Abstract

Abstract Previous studies in ponderosa pine forests have quantified the relationship between overstory stand characteristics and understory production using tree measurements such as basal area. We built on these past studies by evaluating the tradeoff between overstory and understory aboveground net primary productivity (ANPP) in southwestern ponderosa pine forests at the landscape level and over a gradient of stand structural types and burn histories. We measured overstory and understory attributes in 2004 and 2005 in four stand structural types (unmanaged, thinned, thinned and burned, and low basal area thinned and burned) relative to a stand-replacing wildfire site. Thinning alone and with prescribed burning reduced stand-level wood and total tree production relative to unmanaged stands. Understory (herbaceous) ANPP was highest in wildfire stands and low basal area thinned and burned plots but did not differ among the other stand structural types, apparently because of high residual basal area and relatively uniform tree spacing. Contemporary ponderosa pine forests are low productivity ecosystems that exhibit a threshold response between reductions in tree density and increases in understory production at 5.9 m2 ha. We calculated the slope of the relationship between tree and herbaceous ANPP to be −0.14, which was lower than the values we estimated from other, more productive savanna ecosystems.
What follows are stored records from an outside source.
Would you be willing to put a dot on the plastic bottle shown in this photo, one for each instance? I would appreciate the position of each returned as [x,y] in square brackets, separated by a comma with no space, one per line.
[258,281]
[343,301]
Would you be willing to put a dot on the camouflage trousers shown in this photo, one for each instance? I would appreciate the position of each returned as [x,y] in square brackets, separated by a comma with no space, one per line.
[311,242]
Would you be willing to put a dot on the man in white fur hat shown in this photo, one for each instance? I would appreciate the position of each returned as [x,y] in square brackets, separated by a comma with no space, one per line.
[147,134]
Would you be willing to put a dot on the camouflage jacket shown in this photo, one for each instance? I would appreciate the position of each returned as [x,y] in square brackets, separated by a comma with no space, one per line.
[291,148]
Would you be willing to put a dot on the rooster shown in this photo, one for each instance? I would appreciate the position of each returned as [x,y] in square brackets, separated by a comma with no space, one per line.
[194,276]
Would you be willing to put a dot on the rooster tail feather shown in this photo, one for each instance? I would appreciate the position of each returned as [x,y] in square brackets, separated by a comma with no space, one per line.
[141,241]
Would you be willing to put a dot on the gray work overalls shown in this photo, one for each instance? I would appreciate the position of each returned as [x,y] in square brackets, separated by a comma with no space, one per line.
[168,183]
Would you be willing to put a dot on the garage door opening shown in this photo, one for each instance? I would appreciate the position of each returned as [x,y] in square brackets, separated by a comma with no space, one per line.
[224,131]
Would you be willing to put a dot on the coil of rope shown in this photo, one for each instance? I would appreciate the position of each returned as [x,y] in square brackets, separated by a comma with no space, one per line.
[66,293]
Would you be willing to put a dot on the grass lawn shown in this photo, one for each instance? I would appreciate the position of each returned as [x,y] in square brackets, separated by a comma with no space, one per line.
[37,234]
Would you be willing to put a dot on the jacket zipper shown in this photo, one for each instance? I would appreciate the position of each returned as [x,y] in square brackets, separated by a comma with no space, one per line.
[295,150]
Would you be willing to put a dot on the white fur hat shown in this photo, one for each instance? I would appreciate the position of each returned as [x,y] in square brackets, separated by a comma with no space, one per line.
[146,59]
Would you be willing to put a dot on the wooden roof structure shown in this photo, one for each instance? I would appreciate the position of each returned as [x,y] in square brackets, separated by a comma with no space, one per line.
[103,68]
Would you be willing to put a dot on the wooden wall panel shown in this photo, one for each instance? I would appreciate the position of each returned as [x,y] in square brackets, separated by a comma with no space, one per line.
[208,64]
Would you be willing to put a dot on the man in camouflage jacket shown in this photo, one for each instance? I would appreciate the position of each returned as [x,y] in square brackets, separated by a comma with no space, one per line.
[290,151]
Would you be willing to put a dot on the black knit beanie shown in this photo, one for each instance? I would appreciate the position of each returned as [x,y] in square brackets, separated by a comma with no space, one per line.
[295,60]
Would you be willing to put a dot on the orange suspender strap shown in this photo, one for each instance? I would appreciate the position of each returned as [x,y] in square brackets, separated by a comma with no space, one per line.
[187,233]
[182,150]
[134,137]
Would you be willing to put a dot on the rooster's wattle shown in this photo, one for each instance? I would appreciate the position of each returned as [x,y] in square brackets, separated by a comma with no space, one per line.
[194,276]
Our results suggest that to maintain more fire-resistant and hence sustainable southwestern ponderosa pine ecosystems, tree densities need to be substantially reduced from contemporary levels. Large, landscape-level reductions in tree density will decrease total ecosystem production of this forest type, but this reduction will probably be small relative to ecosystem production losses after widespread, stand-replacing wildfires.